De fato, é uma canção sentimental (“romança”) com letra de Konstantin Podrevski e melodia de Boris Fomin (1924), gravada primeiro em 1925 por Tamara Tsereteli e que logo alcançou enorme sucesso, não apenas pela melodia envolvente, mas também por sua letra nostálgica e implicitamente antissoviética. Destaca-se a referência à “troica com guizos” (тройка с бубенцами), definida no Aurélio como “Grande trenó [...] puxado por três cavalos emparelhados”, símbolo da Rússia antiga, cujo fim se lamenta em meio à insegurança dos novos tempos. A censura soviética notou isso e proibiu, em 9 de março de 1927, novas execuções da canção.

Ela logo se tornou clássica nos círculos emigrantes russos da Europa Ocidental e dos EUA, especialmente em bares e restaurantes, e foi regravada nas décadas de 1920-30. Apenas com a reabilitação da canção sentimental como gênero na URSS, a partir do fim dos anos 1950, muitas cantoras e cantores puderam dar-lhe em território soviético um segundo pico de popularidade. Porém, nos subterrâneos, Por um longo caminho continuou cantada nas rodas de parentes e amigos, por vezes quase como um hino familiar. Até aí, a letra inicial já tinha sofrido diversas mudanças, pelos mais variados motivos.

O Ocidente conhece ainda sua tradução para o inglês, com leve mudança na melodia, pelo norte-americano Eugene Raskin, filho de emigrados russos que assim compôs Those Were the Days em 1962. A nova canção foi gravada pela galesa Mary Hopkin em 1968 e ficou algum tempo entre as mais tocadas em diversos países, ganhando a partir daí traduções para inúmeros idiomas. Porém, os discos da canção e suas traduções sempre mostram Raskin como único autor, sem mencionar Podrevski ou Fomin.

Além do refrão, a canção tem mais quatro estrofes, mas traduzi apenas as duas primeiras, as mais conhecidas e as cantadas na apresentação do cantor Sergei Lazarev (vídeo abaixo), que achei, porém, fantástica, na quinta transmissão ao vivo do show Prizrak opery (O Fantasma da Ópera), em 1.º de outubro de 2011. Neste endereço há o vídeo sem legendas, e nesta página há a letra tal qual ele canta. A única diferença é que no primeiro verso do refrão, ao invés de “ночью” [nochiu], Lazarev canta “ночкой” [nochkoi], respectivamente as formas do caso instrumental singular das palavras “ночь” e “ночка”, ou seja, “noite”, sendo o segundo um diminutivo de fato sinônimo.
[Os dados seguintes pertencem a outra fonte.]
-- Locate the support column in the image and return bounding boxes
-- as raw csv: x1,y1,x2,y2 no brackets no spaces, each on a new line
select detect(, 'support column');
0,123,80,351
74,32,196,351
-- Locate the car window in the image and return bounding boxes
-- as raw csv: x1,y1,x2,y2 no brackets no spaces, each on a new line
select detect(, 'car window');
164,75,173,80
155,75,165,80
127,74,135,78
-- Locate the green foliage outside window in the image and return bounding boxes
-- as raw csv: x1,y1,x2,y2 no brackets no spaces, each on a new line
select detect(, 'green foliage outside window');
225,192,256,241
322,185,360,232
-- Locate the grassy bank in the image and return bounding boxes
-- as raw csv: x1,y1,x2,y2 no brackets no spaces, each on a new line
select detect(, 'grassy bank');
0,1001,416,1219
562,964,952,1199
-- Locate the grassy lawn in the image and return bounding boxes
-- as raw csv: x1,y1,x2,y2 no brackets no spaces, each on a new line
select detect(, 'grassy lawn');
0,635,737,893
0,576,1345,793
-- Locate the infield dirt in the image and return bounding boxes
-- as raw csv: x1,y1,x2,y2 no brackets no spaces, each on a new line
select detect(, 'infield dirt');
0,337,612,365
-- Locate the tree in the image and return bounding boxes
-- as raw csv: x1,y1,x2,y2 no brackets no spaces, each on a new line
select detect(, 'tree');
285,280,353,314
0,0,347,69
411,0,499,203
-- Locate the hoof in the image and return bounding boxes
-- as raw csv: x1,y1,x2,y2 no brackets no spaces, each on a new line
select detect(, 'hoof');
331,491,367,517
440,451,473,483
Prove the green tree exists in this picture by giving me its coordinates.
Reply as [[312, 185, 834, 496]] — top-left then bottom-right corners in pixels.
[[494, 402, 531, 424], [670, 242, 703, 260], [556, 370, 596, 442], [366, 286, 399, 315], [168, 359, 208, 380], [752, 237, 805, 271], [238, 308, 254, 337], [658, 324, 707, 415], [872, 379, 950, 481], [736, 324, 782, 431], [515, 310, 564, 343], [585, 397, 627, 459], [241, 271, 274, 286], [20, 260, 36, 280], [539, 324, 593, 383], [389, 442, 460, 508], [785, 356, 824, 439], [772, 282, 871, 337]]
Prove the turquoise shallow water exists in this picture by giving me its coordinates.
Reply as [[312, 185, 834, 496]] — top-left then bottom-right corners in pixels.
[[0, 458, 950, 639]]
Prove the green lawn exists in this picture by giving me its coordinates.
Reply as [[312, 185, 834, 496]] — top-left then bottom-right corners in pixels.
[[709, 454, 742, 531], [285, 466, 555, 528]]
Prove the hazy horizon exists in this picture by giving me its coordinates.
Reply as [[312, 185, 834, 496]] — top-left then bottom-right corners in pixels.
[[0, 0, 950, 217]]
Aleksandr Znatnov cita mais diferenças em seu artigo no n.º 11 de 2013 da revista russa Nash sovremennik, chamado “Por um tempo bom enluarado. A dramática história da canção ‘Dorogoi dlinnoiu’ e o destino trágico do autor de sua letra imortal”. O autor teria encontrado num arquivo a versão realmente primeira, rabiscada pela censura, em cujo refrão, ao invés da expressão “да ночью (ou “ночкой”) лунною” (e por uma noite enluarada), lê-se “погодой лунною” (por um tempo bom enluarado), e ao invés de “мучила” [muchila], passado do verbo “мучить” [muchit] (atormentar, torturar), lê-se “мучает” [muchaiet], presente do verbo “мучать” [muchat], um sinônimo coloquial do primeiro. Haveria ainda o primeiro uso do verbo “жечь” [zhech] (queimar, arder) no sentido de “expressar-se vivamente”, hoje popular entre os jovens ligados na internet. Aparece na segunda estrofe, na forma do passado “(мы) жгли” [(my) zhgli], que traduzi como “(nós) clamamos”. Quem encara russo pode ler online o artigo em PDF.

Outras duas interpretações em russo que acho lindas são a estilisticamente cigana de Tatiana Baleta e a de Eduard Khil, o famoso Mr. Trololo, que entre nós é conhecido, para fechar o círculo... como “Silvio Santos soviético”! O vídeo que legendei estava no meu antigo canal do YouTube, seguido da letra em russo e da tradução.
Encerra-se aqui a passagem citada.